Из всех писателей мира самый любимый, боготворимый — Пушкин. Он постоянно был с ней. На столике у кровати и на письменном столе всегда жили томики Пушкина. Она не только великолепно знала его произведения, но пристально интересовалась всем, что о нем написано, всеми исследованиями наших пушкинистов. Однажды она мне сказала: «Все думаю о Пушкине. Пушкин — планета!»
Фаина Георгиевна признавалась, что к Пушкину у нее такое отношение, словно они встречались когда-то или могут еще встретиться. На вопрос «Как вы спите?» она отвечала: «Я сплю с Пушкиным».
Так и было — читала она допоздна, и преимущественно Пушкина. Мучимая бессонницей, могла читать его или думать о нем всю ночь. Если бы судьба уготовила ей встречу с Александром Сергеевичем, она бы призналась ему, что буквально живет им всю жизнь.
Актер и режиссер Сергей Юрский, в чьем спектакле «Правда — хорошо, а счастье лучше» Фаина Георгиевна сыграла свою последнюю роль — няньку Филициату, вспоминал: «В ее отношении к великим (в том числе к тем, кого она знала, с кем дружила) был особый оттенок: при всей любви — неприкосновенность. Не надо играть Пушкина. Пожалуй, и читать в концертах не надо. А тем более петь, а тем более танцевать! И самого Пушкина ни в коем случае изображать не надо. Вот у Булгакова хватило такта написать пьесу о Пушкине без самого Пушкина.
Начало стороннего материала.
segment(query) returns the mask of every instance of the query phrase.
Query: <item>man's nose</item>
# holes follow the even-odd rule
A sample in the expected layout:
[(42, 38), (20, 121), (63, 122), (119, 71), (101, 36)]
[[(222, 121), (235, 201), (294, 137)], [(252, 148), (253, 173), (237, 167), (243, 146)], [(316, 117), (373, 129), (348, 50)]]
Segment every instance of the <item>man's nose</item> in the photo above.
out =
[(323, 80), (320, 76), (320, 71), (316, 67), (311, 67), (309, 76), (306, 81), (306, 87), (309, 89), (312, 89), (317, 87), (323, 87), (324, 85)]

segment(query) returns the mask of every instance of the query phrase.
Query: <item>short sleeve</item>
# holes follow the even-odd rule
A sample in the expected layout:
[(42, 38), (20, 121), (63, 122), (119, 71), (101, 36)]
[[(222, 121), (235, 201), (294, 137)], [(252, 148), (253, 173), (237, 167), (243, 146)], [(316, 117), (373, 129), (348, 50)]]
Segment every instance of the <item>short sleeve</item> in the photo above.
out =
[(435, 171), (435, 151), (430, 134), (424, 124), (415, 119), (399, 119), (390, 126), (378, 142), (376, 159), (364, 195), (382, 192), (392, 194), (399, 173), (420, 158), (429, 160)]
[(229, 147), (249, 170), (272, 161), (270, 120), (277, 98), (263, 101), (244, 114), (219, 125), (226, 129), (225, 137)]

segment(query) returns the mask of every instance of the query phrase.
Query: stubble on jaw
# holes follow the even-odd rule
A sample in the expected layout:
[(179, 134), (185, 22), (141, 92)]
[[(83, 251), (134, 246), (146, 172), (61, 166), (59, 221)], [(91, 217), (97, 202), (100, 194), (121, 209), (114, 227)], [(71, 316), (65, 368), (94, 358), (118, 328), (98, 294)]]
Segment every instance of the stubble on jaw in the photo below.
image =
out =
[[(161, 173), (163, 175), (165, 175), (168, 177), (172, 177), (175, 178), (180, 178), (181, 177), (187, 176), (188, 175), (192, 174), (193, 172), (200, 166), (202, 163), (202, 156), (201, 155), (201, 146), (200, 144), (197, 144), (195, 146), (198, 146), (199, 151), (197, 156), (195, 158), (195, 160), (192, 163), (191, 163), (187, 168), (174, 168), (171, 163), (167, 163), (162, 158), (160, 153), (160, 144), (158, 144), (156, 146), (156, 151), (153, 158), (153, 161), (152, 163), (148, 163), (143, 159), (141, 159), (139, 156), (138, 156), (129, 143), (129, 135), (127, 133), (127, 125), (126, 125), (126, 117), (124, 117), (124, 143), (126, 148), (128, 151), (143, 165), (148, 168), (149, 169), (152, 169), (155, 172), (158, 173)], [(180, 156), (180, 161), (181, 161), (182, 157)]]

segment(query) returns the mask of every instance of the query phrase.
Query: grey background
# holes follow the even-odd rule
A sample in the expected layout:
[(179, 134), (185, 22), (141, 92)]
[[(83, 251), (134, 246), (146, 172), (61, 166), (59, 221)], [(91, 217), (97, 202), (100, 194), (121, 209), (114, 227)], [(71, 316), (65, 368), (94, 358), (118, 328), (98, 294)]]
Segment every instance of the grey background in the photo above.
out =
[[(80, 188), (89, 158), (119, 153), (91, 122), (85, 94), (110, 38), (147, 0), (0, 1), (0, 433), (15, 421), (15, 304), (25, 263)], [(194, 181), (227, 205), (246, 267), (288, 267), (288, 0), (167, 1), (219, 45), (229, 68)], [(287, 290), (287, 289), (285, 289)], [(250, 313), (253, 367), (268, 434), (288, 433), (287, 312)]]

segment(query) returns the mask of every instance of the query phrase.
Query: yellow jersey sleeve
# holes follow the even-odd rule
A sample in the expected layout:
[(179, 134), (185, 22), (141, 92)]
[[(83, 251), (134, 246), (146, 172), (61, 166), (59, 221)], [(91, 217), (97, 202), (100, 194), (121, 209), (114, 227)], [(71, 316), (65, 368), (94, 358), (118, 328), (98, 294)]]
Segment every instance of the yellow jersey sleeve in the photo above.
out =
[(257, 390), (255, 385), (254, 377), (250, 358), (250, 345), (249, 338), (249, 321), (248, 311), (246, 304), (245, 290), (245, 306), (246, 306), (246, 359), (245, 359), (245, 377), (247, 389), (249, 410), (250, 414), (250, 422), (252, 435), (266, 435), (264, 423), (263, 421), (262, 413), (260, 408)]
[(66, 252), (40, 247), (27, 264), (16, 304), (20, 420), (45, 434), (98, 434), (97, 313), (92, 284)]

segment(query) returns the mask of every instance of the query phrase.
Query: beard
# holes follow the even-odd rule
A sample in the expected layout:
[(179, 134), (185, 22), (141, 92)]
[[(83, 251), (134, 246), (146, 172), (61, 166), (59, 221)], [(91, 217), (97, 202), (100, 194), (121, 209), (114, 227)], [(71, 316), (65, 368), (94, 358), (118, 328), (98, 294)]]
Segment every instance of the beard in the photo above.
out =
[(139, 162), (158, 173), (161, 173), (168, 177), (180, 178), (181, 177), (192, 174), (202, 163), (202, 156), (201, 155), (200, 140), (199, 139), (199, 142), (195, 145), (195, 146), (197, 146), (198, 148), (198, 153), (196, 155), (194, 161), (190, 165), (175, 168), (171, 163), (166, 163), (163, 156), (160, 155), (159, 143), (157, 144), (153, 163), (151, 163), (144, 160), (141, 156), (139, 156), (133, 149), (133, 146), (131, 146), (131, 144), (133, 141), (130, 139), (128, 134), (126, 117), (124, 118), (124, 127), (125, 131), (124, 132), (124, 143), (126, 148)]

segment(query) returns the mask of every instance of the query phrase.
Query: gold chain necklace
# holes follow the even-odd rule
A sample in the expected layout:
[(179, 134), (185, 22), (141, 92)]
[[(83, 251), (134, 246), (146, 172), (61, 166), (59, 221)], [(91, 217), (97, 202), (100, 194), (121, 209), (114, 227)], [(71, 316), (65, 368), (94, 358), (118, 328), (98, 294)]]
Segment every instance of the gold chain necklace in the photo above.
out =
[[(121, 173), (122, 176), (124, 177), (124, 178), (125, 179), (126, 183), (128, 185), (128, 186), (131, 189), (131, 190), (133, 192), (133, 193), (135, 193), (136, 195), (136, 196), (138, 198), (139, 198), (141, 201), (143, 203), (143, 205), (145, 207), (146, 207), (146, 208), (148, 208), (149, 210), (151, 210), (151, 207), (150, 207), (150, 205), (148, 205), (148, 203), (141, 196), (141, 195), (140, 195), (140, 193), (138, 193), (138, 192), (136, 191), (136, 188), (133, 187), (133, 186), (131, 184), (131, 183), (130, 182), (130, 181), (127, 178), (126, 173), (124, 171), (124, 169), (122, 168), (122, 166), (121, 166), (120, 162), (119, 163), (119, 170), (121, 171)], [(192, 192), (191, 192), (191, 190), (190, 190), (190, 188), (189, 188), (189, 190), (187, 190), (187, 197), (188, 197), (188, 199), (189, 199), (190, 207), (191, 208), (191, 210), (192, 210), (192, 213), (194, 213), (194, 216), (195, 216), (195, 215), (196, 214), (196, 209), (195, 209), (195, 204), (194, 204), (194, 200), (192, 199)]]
— Но тот же Булгаков написал «Мольера», где сам Мольер — главная роль.
Отмалчивается, пропускает. Когда говорят, что поставлен спектакль о Блоке, балет по Чехову, играют переписку Тургенева, что читают со сцены письма Пушкина, она говорит: «Какая смелость! Я бы не решилась». И чувствуется, что не одобряет. Обожая Чайковского, к его операм на пушкинские сюжеты относится как к нравственной ошибке. Пушкин для нее вообще выше всех — во всех временах и во всех народах. Жалеет иностранцев, которые не могут читать Пушкина в подлиннике. Возможность ежедневно брать с полки томик с его стихами считает великим счастьем».